El viejo sacó su vara y dibujó unas pocas líneas de fuego. Estaba débil y no podía hacer más. Guardó su vara y sacó otra. La limpió con su ropaje sucio intentando no recordar a Acpla.
“Mi último discípulo, yo lo busqué, igual que a Güillitei y a Prinai y a tantos otros”.
-Toma. Ésta Vara es para tí. Te la ofrezco como Líder de la Orden de Gaho. Dentro de tí sabes que tienes el poder de afectar al Todo. Sé que es así, no podría ser de otra manera, viniendo de donde vienes. ¿Te ha hablado tu madre del Todo?
El chico se ofendió.
-Por supuesto- y recitó:- El Todo soy yo y lo que respiro, lo que piso y lo que siembro, lo que amo y lo que odio. Siempre afecto al Todo. Me muevo y el Todo se mueve conmigo, me quedo quieto y el Todo se queda quieto conmigo. Y si me muero vuelvo a Él, que soy yo y somos todos.
-Muy bien. Ahora debes saber algo más: con esta Vara, una de las Nacientes, tendrás el poder de hacer con Él lo que te plazca.

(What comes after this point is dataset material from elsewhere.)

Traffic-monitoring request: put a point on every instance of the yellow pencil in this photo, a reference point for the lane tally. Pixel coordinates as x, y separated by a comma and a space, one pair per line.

Úsala en secreto. Pronto llegarán los soldados de Moiná a estas tierras y quién sabe qué harán. Aun así no la uses. Van a pasar muchos giros del Sol hasta que esta Vara vuelva a batallar. Te encargo una tarea grande muchacho, espero que puedas con ella. Yo debería… cuídate Tei.
Le entregó la vara y el niño la tomó dubitativo. El viejo ya no estaba allí cuando dejó de observar su brillo metálico y levantó la cabeza. Se alejaba despacio, y Tei supo que no debía seguirlo.